Maurice was pronounced dead at Advocate Christ Medical Center at 6:11 p.m. Hospital officials said the boy arrived unresponsive and an autopsy will be performed to determine the cause of death.

"It was so unusual," said hospital spokeswoman Stephanie Johnson. "We are a level-one trauma center and we have seen sudden death when kids are training and that is something genetic. This is so different and we haven't ever seen anything like this. I've only seen it in the movies."

'Commotio Cordis' Could Have Caused Death

According to Dr. James Doherty, who treated Maurice, the boy may have died from commotio cordis, a sudden heart rhythm disturbance that is most often seen in young male athletes who receive a blow to the chest.

Other athletes have died after sustaining injuries from a fast ball to the chest, but doctors have reported similar sudden death incidents with an air-filled soccer ball, a hockey puck and a lacrosse ball, said Doherty, who is the trauma director at Advocate Christ Medical Center.

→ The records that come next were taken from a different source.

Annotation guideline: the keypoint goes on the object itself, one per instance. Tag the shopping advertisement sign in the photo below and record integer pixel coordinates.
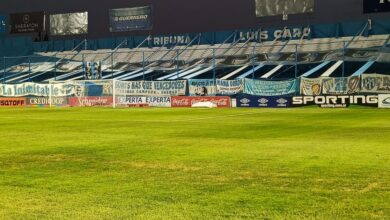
(28, 22)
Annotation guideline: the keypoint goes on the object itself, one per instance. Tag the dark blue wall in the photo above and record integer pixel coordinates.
(183, 16)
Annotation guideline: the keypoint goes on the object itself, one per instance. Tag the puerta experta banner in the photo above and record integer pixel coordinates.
(374, 6)
(35, 89)
(188, 101)
(92, 70)
(340, 85)
(93, 88)
(28, 22)
(271, 88)
(152, 101)
(202, 87)
(151, 88)
(375, 83)
(2, 24)
(249, 101)
(229, 87)
(129, 19)
(69, 24)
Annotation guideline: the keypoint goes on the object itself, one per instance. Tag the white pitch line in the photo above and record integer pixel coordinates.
(141, 121)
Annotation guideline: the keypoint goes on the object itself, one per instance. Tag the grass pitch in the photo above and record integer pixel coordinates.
(97, 163)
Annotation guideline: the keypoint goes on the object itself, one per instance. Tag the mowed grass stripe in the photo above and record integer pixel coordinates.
(98, 163)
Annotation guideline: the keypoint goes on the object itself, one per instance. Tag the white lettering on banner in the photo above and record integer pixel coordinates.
(153, 101)
(46, 101)
(384, 101)
(229, 87)
(151, 88)
(321, 100)
(375, 83)
(35, 89)
(285, 33)
(160, 41)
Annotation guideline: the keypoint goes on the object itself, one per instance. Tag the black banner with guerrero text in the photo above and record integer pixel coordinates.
(375, 6)
(28, 22)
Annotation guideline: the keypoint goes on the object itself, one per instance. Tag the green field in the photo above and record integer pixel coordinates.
(101, 163)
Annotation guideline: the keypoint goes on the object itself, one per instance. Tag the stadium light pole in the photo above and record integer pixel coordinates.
(253, 61)
(177, 61)
(214, 73)
(343, 70)
(4, 69)
(112, 64)
(143, 65)
(29, 69)
(296, 60)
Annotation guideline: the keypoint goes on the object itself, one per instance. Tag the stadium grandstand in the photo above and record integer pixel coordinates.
(282, 51)
(195, 109)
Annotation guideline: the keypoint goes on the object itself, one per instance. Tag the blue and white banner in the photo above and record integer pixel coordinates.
(130, 19)
(340, 85)
(92, 70)
(152, 101)
(374, 6)
(311, 86)
(2, 24)
(151, 88)
(202, 87)
(263, 101)
(230, 87)
(36, 89)
(271, 88)
(375, 83)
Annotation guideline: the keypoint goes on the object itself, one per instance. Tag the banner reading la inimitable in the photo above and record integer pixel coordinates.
(12, 102)
(129, 19)
(28, 22)
(374, 6)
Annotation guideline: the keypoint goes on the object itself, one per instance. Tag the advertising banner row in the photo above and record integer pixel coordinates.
(123, 19)
(336, 101)
(244, 101)
(108, 101)
(365, 84)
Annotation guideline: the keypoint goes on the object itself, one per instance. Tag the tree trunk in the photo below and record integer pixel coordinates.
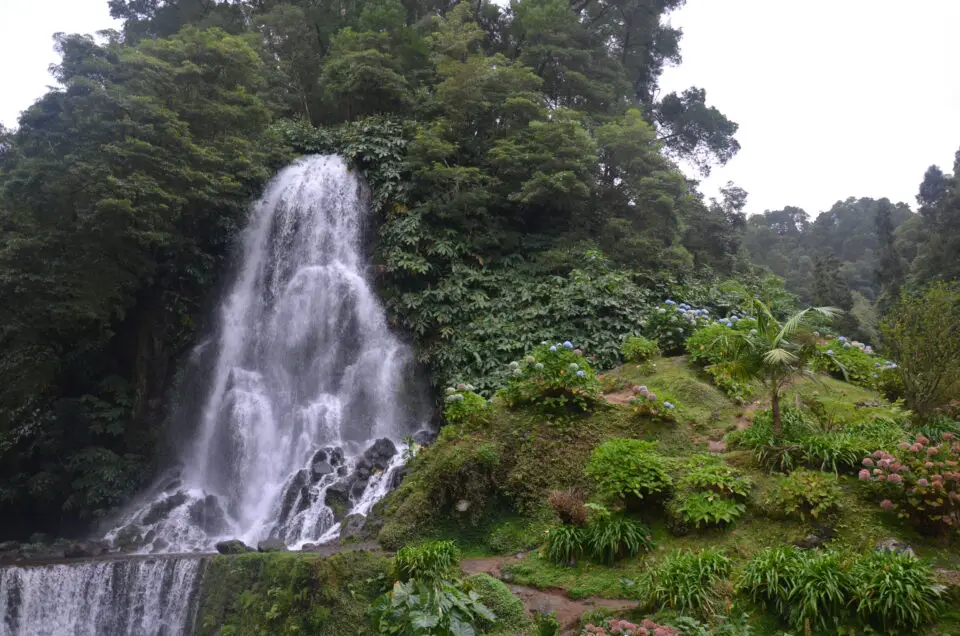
(775, 408)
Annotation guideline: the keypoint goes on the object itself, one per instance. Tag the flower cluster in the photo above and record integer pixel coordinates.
(672, 323)
(621, 626)
(646, 402)
(921, 482)
(556, 377)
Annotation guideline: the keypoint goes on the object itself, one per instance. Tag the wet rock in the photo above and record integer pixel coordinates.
(129, 538)
(207, 514)
(337, 499)
(234, 546)
(892, 545)
(162, 509)
(352, 528)
(82, 549)
(380, 453)
(424, 437)
(40, 537)
(272, 545)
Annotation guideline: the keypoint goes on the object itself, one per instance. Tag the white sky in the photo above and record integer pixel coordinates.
(835, 98)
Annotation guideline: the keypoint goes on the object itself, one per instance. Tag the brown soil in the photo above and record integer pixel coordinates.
(556, 601)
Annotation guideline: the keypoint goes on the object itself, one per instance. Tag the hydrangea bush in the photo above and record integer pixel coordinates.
(672, 323)
(920, 481)
(655, 403)
(462, 404)
(557, 378)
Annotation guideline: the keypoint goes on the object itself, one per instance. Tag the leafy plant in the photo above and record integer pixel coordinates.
(921, 482)
(698, 508)
(807, 494)
(896, 592)
(462, 405)
(638, 349)
(414, 608)
(427, 562)
(625, 468)
(609, 537)
(556, 378)
(686, 582)
(564, 544)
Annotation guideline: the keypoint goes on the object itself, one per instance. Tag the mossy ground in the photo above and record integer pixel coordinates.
(506, 491)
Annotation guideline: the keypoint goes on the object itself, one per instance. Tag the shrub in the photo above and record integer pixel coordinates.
(686, 582)
(639, 349)
(497, 597)
(807, 494)
(921, 335)
(427, 562)
(555, 378)
(712, 474)
(569, 506)
(698, 508)
(921, 482)
(625, 468)
(809, 589)
(564, 544)
(610, 537)
(670, 324)
(656, 404)
(896, 592)
(462, 405)
(849, 361)
(416, 609)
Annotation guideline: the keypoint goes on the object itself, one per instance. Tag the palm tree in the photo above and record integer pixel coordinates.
(774, 353)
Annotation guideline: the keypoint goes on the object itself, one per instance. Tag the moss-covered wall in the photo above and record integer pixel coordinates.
(276, 594)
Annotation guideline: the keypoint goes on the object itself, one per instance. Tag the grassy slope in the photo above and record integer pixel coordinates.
(533, 456)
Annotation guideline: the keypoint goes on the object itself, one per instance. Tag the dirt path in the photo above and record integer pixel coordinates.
(555, 601)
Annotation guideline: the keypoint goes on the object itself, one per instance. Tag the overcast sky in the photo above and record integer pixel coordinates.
(835, 98)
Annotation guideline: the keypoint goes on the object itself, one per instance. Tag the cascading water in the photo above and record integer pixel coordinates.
(302, 418)
(147, 597)
(307, 402)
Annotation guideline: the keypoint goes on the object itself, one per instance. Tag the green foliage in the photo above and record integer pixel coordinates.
(462, 405)
(564, 544)
(920, 481)
(609, 537)
(556, 379)
(806, 494)
(638, 349)
(497, 597)
(686, 582)
(418, 609)
(427, 562)
(289, 593)
(657, 404)
(922, 334)
(895, 591)
(627, 468)
(815, 590)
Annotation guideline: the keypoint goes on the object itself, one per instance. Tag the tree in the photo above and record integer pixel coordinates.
(775, 354)
(922, 334)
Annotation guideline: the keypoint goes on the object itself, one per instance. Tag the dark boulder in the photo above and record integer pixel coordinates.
(233, 546)
(272, 545)
(161, 509)
(380, 453)
(352, 528)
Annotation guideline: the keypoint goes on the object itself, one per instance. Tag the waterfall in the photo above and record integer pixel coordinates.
(144, 596)
(310, 395)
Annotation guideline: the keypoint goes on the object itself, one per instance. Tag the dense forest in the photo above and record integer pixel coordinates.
(523, 166)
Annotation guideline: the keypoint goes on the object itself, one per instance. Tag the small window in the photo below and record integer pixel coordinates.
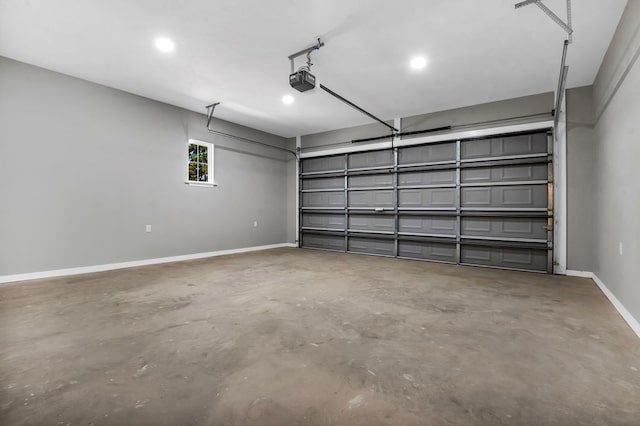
(199, 163)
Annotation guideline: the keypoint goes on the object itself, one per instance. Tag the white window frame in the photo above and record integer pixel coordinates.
(210, 163)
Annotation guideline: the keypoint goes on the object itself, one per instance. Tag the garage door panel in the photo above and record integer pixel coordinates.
(371, 246)
(433, 177)
(323, 183)
(323, 199)
(488, 209)
(371, 159)
(427, 153)
(516, 196)
(370, 181)
(504, 227)
(504, 146)
(328, 242)
(444, 252)
(372, 223)
(323, 164)
(427, 198)
(523, 172)
(505, 257)
(371, 199)
(327, 221)
(436, 225)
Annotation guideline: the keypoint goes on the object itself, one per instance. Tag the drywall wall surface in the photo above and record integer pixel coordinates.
(617, 152)
(620, 56)
(580, 178)
(344, 136)
(512, 111)
(84, 168)
(292, 193)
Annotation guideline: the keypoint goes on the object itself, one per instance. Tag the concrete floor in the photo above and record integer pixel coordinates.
(303, 337)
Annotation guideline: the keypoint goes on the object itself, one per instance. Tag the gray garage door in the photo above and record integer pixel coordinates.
(484, 202)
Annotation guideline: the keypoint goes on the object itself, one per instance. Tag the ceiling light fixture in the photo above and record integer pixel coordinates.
(164, 44)
(287, 99)
(418, 62)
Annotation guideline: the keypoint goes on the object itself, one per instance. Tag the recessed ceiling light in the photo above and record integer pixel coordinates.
(287, 99)
(164, 44)
(418, 62)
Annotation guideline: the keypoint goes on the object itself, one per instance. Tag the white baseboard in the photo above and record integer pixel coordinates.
(111, 266)
(633, 323)
(581, 274)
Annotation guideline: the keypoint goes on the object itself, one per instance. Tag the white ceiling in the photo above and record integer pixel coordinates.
(235, 52)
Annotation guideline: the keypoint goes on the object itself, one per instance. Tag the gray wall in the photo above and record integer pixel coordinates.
(83, 169)
(496, 113)
(616, 171)
(580, 178)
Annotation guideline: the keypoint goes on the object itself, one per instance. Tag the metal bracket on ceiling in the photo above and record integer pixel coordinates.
(567, 26)
(562, 81)
(210, 109)
(307, 51)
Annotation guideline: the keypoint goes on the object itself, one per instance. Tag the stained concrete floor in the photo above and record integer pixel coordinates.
(302, 337)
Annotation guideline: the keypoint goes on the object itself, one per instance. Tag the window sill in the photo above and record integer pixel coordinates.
(202, 184)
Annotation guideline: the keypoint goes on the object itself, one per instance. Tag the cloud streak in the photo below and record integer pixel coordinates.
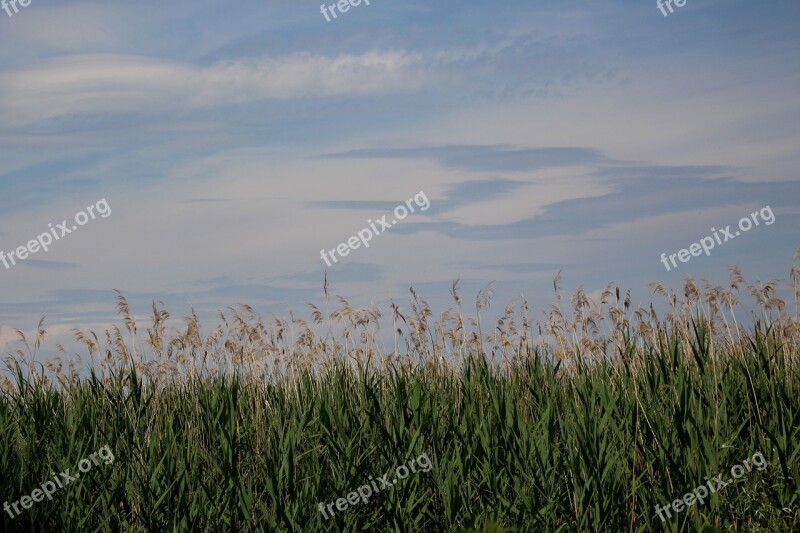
(114, 83)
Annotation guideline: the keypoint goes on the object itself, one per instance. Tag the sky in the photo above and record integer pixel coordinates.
(233, 142)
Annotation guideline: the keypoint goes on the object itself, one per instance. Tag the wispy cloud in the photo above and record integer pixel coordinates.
(112, 83)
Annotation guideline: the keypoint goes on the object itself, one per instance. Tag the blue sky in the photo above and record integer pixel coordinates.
(234, 141)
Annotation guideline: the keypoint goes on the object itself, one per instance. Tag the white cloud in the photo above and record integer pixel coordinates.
(91, 83)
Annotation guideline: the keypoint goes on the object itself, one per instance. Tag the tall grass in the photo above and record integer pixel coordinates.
(581, 422)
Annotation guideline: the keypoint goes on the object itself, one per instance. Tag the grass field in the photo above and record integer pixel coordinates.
(583, 421)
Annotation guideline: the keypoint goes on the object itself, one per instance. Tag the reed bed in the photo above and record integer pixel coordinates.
(582, 420)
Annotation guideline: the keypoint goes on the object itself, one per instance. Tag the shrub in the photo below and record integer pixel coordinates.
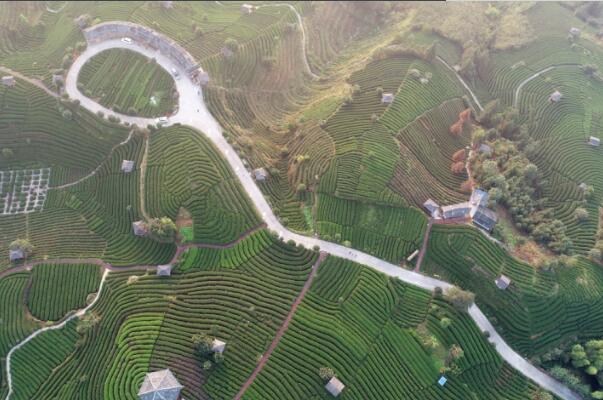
(203, 343)
(22, 244)
(163, 229)
(460, 299)
(326, 373)
(581, 214)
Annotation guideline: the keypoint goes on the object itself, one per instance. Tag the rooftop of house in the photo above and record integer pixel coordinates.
(334, 386)
(127, 165)
(218, 346)
(503, 282)
(485, 218)
(160, 385)
(164, 270)
(387, 97)
(16, 254)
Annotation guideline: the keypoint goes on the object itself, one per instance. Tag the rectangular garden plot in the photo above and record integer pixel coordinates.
(23, 191)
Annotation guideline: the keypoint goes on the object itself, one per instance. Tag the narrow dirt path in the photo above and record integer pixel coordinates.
(91, 174)
(536, 75)
(60, 325)
(424, 246)
(35, 82)
(143, 172)
(110, 267)
(282, 329)
(302, 31)
(465, 85)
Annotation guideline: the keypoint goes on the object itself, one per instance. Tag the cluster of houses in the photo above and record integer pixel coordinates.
(156, 41)
(475, 209)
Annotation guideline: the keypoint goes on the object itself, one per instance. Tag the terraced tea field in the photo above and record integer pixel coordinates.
(364, 326)
(309, 101)
(540, 310)
(128, 83)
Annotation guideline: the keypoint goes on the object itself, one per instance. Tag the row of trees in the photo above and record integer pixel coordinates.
(513, 181)
(576, 366)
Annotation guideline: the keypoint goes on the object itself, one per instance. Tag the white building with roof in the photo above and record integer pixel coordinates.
(127, 166)
(432, 207)
(260, 174)
(556, 96)
(164, 270)
(387, 98)
(16, 254)
(335, 386)
(502, 282)
(8, 80)
(218, 346)
(160, 385)
(246, 8)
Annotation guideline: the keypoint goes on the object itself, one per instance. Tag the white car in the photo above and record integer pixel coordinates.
(161, 121)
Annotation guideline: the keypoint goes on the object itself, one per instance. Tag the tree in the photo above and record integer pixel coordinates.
(459, 298)
(578, 356)
(203, 343)
(457, 167)
(231, 44)
(7, 153)
(22, 244)
(459, 155)
(530, 172)
(163, 229)
(581, 214)
(218, 358)
(326, 373)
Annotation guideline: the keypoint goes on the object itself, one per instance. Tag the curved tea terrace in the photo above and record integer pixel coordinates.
(193, 112)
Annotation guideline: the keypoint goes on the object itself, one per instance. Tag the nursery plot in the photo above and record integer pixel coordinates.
(23, 191)
(129, 83)
(364, 326)
(540, 310)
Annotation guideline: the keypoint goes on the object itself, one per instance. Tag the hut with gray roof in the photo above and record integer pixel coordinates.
(160, 385)
(502, 282)
(335, 386)
(16, 254)
(164, 270)
(8, 80)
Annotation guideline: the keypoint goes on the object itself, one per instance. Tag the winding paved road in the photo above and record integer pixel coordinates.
(76, 314)
(193, 112)
(536, 75)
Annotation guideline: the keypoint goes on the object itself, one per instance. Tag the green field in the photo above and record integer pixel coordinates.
(342, 166)
(143, 88)
(364, 326)
(540, 310)
(58, 289)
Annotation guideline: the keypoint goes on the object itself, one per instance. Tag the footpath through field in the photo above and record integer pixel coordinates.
(283, 328)
(192, 111)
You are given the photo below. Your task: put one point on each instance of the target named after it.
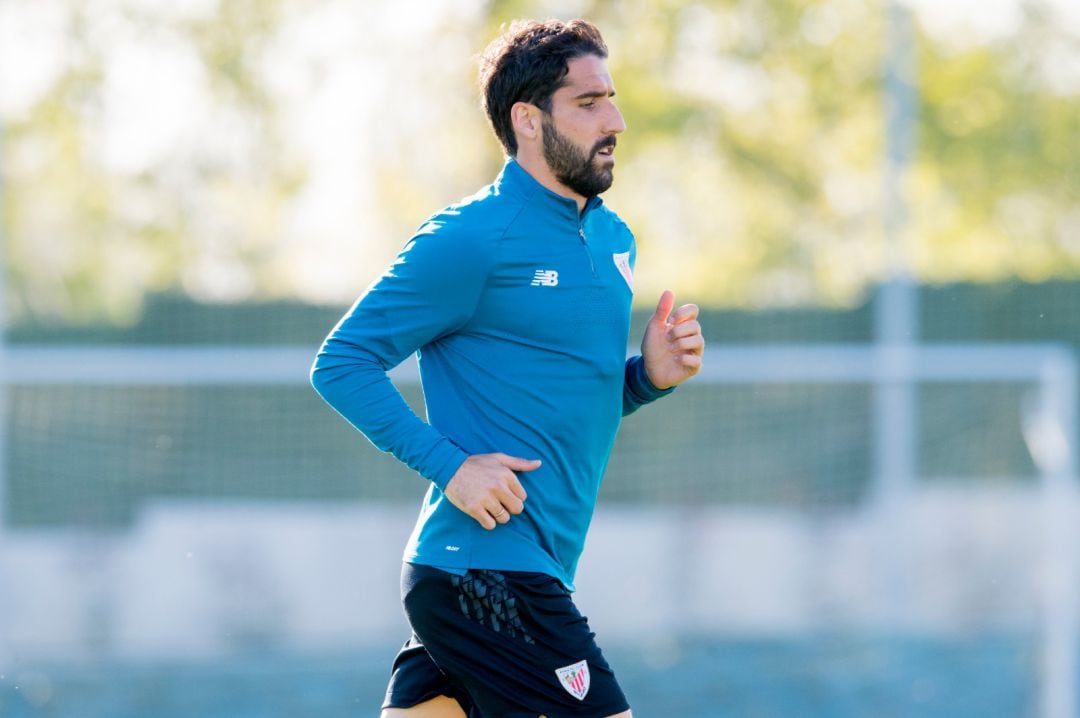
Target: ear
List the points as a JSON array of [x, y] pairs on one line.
[[525, 119]]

"It can happen even with the velocity of pitched baseballs at 48 miles per hour, the mid-level of the batting cage," he told ABCNews.com. "So theoretically, it doesn't have to be a Nolan Ryan [Texas Ranger who pitched at 100 m.p.h.] fast ball."

"The critical issue is that it occurs at a susceptible moment in the heart cycle," said Doherty.

"The hospital did all they could," said Maurice's cousin, Hatcher, who lives with the large extended family.

Deborah Hatcher, who works as a caregiver, had raised Maurice since he was 7, according to her son. The boy had no known previous heart problems.

"She had three biological children of her own," said Hatcher. "They all got degrees and then she started over with her sister's kids. My mother called me from California to help her with kids. They were in foster care and had no money."

"She raised them herself and I left school early to help," said Hatcher, who now works as an operation's apprentice at People's Gas. "She took care of all five of them in a two-bedroom apartment."

The day of the accident, Maurice had switched from shortstop to outfield, because he was one of the few players able to catch the hits, his teammates told the Chicago Tribune.

Their school, Garrett A. Morgan Elementary, had just organized a softball team.

Maurice was the school's best football player and was soon joining his cousin at the local high school where Hatcher, who is a father himself, was assistant coach.